Founder of Earth Day warns of overpopulation


By GREGORY FOLEY
Express Staff Writer

More than three decades after founding Earth Day, Gaylord Nelson, 87, remains profoundly passionate about his mission to raise public awareness of environmental issues.

Nelson, who served as governor of Wisconsin from 1959 to 1963 and a U.S. senator from 1963 to 1981, still works daily as a counselor for The Wilderness Society, the Washington D.C.-based environmental organization. As such, he is a tireless advocate for the preservation of natural resources.

In Sun Valley last week for a meeting of the National Governing Council of The Wilderness Society, Nelson served as the keynote speaker of the event’s celebratory dinner. He joked about partisan politics and even called upon the words of former Vice President Dan Quayle to get a few laughs from his audience.

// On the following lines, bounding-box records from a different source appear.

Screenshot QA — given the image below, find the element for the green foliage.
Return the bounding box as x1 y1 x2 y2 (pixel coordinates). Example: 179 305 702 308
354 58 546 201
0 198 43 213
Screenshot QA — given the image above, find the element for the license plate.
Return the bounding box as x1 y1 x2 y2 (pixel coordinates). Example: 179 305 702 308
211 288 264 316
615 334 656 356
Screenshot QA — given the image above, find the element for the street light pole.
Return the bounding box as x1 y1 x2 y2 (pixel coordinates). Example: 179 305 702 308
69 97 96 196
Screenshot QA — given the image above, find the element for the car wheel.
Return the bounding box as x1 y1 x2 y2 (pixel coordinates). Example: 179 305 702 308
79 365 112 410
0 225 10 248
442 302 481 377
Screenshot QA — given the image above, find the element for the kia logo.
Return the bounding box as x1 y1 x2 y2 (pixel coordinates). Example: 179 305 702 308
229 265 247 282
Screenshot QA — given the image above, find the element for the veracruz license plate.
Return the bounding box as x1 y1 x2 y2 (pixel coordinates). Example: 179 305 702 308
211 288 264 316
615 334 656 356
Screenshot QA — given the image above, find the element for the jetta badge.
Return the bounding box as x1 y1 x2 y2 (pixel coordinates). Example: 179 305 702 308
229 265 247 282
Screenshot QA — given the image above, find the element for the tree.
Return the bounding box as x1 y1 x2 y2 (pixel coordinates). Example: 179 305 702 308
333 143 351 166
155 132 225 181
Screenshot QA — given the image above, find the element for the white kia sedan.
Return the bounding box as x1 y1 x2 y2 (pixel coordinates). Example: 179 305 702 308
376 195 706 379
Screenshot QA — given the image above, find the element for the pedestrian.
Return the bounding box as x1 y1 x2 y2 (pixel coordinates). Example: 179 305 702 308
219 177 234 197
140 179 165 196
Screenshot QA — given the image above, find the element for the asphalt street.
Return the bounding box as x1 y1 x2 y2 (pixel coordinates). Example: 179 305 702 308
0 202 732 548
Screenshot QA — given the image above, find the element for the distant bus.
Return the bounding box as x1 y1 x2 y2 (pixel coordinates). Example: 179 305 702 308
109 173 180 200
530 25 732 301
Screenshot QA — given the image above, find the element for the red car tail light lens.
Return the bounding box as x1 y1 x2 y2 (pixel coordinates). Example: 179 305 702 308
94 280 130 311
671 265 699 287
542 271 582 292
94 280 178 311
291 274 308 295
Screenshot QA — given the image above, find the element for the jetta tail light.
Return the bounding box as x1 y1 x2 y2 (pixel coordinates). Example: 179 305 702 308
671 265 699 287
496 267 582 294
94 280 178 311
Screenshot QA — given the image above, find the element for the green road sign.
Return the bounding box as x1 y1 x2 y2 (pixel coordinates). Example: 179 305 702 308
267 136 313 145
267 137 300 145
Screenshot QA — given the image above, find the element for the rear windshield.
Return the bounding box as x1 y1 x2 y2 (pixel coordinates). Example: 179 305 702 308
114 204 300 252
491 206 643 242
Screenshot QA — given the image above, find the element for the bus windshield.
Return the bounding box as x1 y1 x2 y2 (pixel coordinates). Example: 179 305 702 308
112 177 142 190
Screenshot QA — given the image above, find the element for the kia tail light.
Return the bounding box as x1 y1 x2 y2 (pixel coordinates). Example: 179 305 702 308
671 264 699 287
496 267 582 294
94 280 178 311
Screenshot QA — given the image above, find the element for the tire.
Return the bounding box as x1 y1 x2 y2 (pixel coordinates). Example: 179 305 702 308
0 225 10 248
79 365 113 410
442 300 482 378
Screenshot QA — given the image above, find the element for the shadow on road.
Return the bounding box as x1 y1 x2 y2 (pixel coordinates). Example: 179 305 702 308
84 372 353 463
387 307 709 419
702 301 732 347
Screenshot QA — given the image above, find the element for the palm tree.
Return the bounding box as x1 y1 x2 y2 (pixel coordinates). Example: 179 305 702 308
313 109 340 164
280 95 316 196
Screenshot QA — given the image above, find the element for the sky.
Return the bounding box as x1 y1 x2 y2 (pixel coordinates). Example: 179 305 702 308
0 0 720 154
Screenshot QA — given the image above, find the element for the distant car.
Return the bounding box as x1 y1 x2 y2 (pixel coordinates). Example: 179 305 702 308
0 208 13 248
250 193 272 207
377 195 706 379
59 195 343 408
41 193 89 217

One of the most humorous things he had ever heard, he said, was a comment made by Quayle during his four-year tenure in the George Bush Sr. administration. "It isn’t the pollutants that are harming the environment," Nelson quoted Quayle. "It’s the impurities in our air and water."

However, Nelson spoke with a more serious tenor last Friday in an interview with the Idaho Mountain Express at Sun Valley Lodge. First and foremost, he warned of the perils of impending overpopulation and the tendency of elected officials of all political persuasions to avoid tackling key environmental issues.

Nelson said he believes the United States needs to act promptly to protect more natural areas, largely because public lands will be subject to explosive degrees of pressure in the next century from an ever-expanding population.

"We ought to preserve as much of the natural areas as we can because they’re disappearing rapidly," Nelson said.

He noted that there were 98 million people in the United States when he was born in Clear Lake, Wis. in 1916. The figure climbed to 280 million in 2000, and is expected to reach 500 million by around 2060, he said.

"The presidents and Congresses are not even discussing what’s going to happen to the United States," he said. "What will be left of the natural areas when we hit 500 million or a billion? There will be very few open spaces and places for wildlife."

Nelson said he is gravely concerned that the millions of people that now inhabit the nation are not using their natural resources in a sustainable fashion. "Creating sustainability is our greatest challenge," he said. "All the issues fold into that…

"At least the president and Congress ought to be conducting hearings on sustainability, but nobody’s talking about that."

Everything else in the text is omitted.